Working hours for this role are:
- Monday to Thursday, 7:30am – 3:30pm
- Friday, 7am – 1pm
- Alternative Saturday’s, 7:30am – 12:30pm
- They work on a “one Saturday on, two Saturday’s off” model, so any candidate would only have to work two Saturday’s a month.
Responsibilities:
- Solid background on software development with strong python coding skills and solve challenging problems.
- Developing Data pipelines with Cloud Services & On-premise Data Centers.
- Web crawling, data cleaning, data annotation, data ingestion and data processing.
- Reading and collating complex data sets.
- Creating and maintaining data pipelines.
- Continual focus on process improvement to drive efficiency and productivity within the team.
- Use of Python, SQL, ES, Shell etc. to build the infrastructure required for optimal extraction, transformation, and loading of data.
- Provide insights into key business performance metrics by building analytical tools that utilize the data pipeline.
- Support the wider business with their data needs on an ad hoc basis.
- Open to extensive international business travel as and when required, and for extended periods.
Qualifications:
- 6+ years of programming experience, solid coding skills in Python, Shell, and Java.
- Bachelor’s degree in computer engineering, Computer Science, or Electrical Engineering and Computer Sciences.
- Strong practical knowledge in data processing and migration tools, such as Apache NiFi, Kafka, and Spark.
- Design, build, and maintain data processing with CDP (Cloudera Data Platform) Private Cloud.
- Develop and Maintain Data Workflow with Apache Airflow.

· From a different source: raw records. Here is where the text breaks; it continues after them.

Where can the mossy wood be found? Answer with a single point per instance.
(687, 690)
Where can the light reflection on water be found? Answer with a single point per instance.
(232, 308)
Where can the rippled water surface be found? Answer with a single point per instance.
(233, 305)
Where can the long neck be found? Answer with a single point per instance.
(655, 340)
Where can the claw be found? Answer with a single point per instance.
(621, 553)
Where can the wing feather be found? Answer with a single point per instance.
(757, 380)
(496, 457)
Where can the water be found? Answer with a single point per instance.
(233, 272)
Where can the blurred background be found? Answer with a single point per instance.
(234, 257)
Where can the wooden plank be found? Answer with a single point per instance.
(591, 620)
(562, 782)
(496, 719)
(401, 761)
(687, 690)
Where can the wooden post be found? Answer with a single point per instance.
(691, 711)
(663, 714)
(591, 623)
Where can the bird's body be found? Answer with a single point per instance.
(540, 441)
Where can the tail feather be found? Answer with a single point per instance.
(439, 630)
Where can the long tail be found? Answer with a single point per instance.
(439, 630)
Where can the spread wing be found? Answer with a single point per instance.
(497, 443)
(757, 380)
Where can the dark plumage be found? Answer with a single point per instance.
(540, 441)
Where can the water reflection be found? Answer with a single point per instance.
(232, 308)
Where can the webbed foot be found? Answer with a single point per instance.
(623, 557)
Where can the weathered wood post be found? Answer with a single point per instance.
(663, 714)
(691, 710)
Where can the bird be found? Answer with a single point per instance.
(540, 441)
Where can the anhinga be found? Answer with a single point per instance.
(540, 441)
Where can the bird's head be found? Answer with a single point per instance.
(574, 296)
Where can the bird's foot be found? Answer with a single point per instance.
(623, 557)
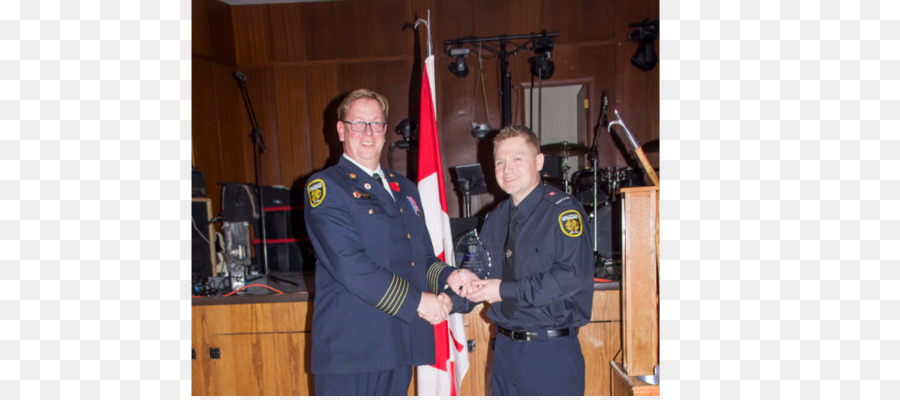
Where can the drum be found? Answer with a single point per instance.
(609, 180)
(556, 182)
(629, 177)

- Experience with HDFS or Similar Object Storage
- Strong Understanding about Distribute Computing and Distributed Systems
- Experience with Web crawling, cleaning.

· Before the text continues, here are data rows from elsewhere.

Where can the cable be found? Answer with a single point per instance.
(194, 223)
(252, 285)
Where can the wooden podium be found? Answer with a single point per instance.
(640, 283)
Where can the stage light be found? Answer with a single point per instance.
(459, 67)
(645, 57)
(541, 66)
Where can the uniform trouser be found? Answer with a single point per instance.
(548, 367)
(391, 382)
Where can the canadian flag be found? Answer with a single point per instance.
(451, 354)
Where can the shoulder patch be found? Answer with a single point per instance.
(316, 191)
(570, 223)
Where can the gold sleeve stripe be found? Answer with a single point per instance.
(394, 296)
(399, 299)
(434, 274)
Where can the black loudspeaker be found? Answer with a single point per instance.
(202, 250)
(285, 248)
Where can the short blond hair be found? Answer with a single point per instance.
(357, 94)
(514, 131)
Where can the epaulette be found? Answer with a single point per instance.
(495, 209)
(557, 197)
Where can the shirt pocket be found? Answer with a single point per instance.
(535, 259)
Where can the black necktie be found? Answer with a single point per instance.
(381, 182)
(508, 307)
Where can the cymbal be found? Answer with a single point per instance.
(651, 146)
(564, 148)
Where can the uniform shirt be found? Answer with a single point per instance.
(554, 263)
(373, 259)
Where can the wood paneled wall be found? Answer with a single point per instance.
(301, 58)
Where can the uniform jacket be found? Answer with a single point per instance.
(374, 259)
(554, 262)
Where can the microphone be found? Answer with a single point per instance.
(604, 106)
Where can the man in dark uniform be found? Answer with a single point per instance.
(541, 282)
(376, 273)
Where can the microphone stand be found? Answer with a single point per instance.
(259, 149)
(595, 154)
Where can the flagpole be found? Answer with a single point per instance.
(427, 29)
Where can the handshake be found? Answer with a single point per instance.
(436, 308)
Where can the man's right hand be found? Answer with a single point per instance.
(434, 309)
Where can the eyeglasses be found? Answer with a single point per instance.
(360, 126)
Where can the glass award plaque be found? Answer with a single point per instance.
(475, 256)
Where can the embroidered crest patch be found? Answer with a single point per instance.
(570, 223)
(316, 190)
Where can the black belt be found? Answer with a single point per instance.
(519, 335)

- Experience with solution architecture, data ingestion, query optimization, data segregation, ETL, ELT, AWS, EC2, S3, SQS, lambda, Elastic Search, Redshift, CI/CD frameworks and workflows.
- Working knowledge of data platform concepts – data lake, data warehouse, ETL, big data processing (designing and supporting variety/velocity/volume), real time processing architecture for data platforms, scheduling and monitoring of ETL/ELT jobs
- PostgreSQL and programming (preferably Java, Python), proficiency in understanding data, entity relationships, structured & unstructured data, SQL and NoSQL databases.
- Knowledge of best practice in optimizing columnar and distributed data processing system and infrastructure.
- Experienced in designing and implementing dimensional modelling.
Knowledge of machine learning and data mining techniques in one or more areas of statistical modelling, text mining and information retrieval.